For my preparation, I completed three Udemy courses. Most of these online courses regularly go on sale and be purchased for $25 or less:
- AWS Certified Machine Learning Specialty 2022 — Hands On!, by Frank Kane and Stephane Maarek. Both Frank and Stephane are well-known across the industry and respected trainers. I recommend reviewing the algorithm, model evaluation, and high-level ML services sections more than once (Sections 5 and 6).
- AWS Certified Machine Learning Specialty (MLS-C01), by Chandra Lingam. Don’t get caught up in the nitty-gritty details of the Python code; focus on the higher-level machine learning principles. This course also contains a full-length practice exam.
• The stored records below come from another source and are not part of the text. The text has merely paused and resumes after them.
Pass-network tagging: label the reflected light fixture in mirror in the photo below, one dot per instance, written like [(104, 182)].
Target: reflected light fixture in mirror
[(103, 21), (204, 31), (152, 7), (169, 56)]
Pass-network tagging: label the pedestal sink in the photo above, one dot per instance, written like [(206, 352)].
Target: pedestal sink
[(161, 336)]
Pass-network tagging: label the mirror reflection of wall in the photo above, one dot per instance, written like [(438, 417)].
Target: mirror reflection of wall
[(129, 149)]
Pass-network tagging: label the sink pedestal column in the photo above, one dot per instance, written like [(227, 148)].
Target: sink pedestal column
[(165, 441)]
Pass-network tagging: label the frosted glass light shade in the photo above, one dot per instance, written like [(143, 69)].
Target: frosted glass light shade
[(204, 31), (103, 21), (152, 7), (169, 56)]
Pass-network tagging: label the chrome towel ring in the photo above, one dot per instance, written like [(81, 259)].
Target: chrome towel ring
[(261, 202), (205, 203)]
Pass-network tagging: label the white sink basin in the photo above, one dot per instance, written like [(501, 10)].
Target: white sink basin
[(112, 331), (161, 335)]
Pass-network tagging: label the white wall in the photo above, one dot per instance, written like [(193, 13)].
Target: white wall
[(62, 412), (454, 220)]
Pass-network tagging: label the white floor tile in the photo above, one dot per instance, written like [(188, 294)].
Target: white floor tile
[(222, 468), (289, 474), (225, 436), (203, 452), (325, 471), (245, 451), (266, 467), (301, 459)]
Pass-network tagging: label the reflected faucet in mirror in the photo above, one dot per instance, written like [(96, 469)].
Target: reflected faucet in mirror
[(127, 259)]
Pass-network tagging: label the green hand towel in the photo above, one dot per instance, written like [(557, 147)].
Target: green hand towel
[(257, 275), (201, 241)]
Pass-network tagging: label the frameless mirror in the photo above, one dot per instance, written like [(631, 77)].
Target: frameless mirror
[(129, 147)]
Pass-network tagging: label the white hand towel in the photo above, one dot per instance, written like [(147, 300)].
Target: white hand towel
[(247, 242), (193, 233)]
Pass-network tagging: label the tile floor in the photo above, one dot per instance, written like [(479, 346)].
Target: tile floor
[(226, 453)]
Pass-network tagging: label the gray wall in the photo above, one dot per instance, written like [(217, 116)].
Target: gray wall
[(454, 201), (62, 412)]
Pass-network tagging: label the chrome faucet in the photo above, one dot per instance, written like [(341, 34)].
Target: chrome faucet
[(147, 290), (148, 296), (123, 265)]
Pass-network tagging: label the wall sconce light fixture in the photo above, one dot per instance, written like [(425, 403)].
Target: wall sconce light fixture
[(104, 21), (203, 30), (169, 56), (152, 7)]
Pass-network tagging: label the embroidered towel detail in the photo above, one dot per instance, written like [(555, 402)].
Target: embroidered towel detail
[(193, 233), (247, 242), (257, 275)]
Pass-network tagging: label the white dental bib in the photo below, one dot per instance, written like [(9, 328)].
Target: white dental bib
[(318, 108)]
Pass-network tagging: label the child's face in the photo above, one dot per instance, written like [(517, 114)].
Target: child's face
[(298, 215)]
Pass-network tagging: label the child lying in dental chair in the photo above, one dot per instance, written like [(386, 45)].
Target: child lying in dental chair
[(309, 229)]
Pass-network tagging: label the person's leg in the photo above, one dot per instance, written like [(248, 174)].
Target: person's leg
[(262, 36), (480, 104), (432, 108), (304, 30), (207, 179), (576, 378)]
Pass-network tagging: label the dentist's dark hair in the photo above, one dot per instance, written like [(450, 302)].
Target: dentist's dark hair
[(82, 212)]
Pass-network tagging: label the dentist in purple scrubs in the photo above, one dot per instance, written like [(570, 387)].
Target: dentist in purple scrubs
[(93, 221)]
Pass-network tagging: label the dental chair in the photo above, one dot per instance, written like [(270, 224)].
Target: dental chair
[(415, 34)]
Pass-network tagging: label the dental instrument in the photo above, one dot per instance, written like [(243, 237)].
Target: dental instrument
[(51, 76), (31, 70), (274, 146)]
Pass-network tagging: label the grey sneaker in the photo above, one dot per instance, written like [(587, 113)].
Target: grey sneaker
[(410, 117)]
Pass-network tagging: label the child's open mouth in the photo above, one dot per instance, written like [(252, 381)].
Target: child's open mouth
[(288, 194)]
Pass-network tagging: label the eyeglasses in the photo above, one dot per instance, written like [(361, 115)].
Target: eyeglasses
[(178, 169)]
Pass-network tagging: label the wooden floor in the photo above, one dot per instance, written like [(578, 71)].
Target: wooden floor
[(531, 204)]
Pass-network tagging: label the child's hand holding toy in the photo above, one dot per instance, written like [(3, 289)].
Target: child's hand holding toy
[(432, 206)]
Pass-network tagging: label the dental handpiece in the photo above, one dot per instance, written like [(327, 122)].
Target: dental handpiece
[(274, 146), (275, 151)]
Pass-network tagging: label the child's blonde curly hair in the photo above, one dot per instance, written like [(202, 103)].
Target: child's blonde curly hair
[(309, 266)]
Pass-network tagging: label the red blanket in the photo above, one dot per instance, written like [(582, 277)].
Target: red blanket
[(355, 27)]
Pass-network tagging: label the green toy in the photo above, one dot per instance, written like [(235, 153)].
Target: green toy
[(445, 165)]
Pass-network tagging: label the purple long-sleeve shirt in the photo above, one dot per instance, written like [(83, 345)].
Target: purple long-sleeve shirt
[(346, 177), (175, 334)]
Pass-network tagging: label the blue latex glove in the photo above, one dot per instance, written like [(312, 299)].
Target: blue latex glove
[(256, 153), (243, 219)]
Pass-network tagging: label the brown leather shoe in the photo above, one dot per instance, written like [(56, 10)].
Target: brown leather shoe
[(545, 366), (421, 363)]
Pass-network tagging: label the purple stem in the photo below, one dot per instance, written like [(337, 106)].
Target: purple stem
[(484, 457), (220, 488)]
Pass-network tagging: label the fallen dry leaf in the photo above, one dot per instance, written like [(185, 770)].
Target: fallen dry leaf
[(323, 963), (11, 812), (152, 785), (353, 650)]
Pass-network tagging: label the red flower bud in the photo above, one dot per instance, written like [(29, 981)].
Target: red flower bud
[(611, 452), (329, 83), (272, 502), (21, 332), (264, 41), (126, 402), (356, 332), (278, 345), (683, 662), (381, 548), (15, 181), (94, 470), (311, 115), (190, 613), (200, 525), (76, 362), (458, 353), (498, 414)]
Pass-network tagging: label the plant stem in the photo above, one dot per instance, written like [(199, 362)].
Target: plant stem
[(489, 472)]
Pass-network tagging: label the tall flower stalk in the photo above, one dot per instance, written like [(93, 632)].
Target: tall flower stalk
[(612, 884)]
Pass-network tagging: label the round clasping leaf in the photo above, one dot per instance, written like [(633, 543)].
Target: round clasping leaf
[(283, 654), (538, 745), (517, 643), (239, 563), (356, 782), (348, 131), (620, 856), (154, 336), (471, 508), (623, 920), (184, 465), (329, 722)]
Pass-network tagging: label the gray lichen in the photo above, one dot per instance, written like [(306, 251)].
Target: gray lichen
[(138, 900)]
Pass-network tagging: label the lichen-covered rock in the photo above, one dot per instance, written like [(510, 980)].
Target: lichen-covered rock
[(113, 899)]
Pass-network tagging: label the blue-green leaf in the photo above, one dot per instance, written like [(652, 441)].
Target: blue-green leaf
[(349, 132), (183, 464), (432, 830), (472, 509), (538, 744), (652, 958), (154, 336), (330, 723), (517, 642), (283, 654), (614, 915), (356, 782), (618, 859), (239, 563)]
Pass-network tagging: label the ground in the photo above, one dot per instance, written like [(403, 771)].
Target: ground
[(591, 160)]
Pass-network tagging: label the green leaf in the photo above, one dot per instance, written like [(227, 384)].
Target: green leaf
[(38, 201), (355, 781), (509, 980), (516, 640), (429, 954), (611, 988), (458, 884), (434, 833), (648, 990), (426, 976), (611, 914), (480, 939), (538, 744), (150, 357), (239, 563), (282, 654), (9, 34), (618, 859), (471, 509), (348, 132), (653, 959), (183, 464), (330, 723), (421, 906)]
- AWS Certified Machine Learning Specialty: 3 PRACTICE EXAMS, by Abhishek Singh. Nothing beats taking full-length practice exams and learning from your mistakes.
- Whizlabs’ AWS Certified Machine Learning Specialty Practice Tests. I completed a few of Whizlabs’ smaller practice exams, but, with limited time, I chose to complete Udemy’s full-length practice tests. Some of Whizlabs’ questions seemed off-topic to the exam outline and other training materials I reviewed.
For my preparation, I read or re-read three books, two from Packt and one from O’Reilly:
- AWS Certified Machine Learning Specialty: MLS-C01 Certification Guide, by Somanath Nanda and Weslley Moura (Packt Publishing). I recommend this one if you only have time to read a single book.
- Practical Statistics for Data Scientists, 2nd Edition, by Peter Bruce, Andrew Bruce, Peter Gedeck (O’Reilly Media). According to the University of San Diego, “Statistics (or statistical analysis) is core to every machine learning algorithm.” This book covers many of the core statistical concepts behind Machine Learning, covered on the exam:
- Classification metrics: Precision-Recall Curve, ROC Curve, AUC
- Confusion Matrix: TP, FP, TN, FN, Accuracy, Precision, Recall (Sensitivity), Specificity, F1
- Correlated variables, Multicollinearity
- Distributions: Normal (Gaussian or “bell curve”), Bernoulli, Binomial, Poisson
- Elbow Method
- Ensemble Learning: Bagging, Boosting
- Euclidean Distance
- K-Fold Cross-Validation
- L1/L2 Regularization (lasso, alpha, ridge, lambda)
- Overfitting, Underfitting, High Bias, High Variance, Bias-Variance Tradeoff
- Plots: Histograms, Boxplots, Scatterplots
- Regression metrics: MAE, MSE, RMSE, R-squared, Adjusted R-squared
- Standard Deviation, Three-Sigma/Empirical/68–95–99.7 Rule
- Python Machine Learning — Third Edition, by Sebastian Raschka and Vahid Mirjalili (Packt Publishing). Note that this book dives much deeper into the low-level statistical underpinnings of machine learning than is required for the exam, based on the exam outline. Again, don’t get caught up in the nitty-gritty details of Python; focus on the higher-level machine learning principles.
Scheduling the Exam
One last tip regarding when to take your exam. I have taken 15 AWS exams between nine AWS certifications and several recertifications. Although the Certified Machine Learning — Specialty exam is difficult, I found changing the time I sat the exam, greatly reduced my stress level. In the past, I took time off on a workday to complete exams, either in person or at home using online proctoring. I was preparing for the exam while frequently being interrupted by work-related items. For this exam, I chose to use online proctoring and took my exam at 6:00 AM on a Sunday morning. Up early, fresh, and full of energy, with no work- or family-related interruptions, no lawnmowers, dogs barking, or garbage trucks rumbling by, and no Internet bandwidth issues. I was done by 9:00 AM and eating breakfast with the family.
This blog represents my own viewpoints and not of my employer, Amazon Web Services (AWS). All product names, logos, and brands are the property of their respective owners.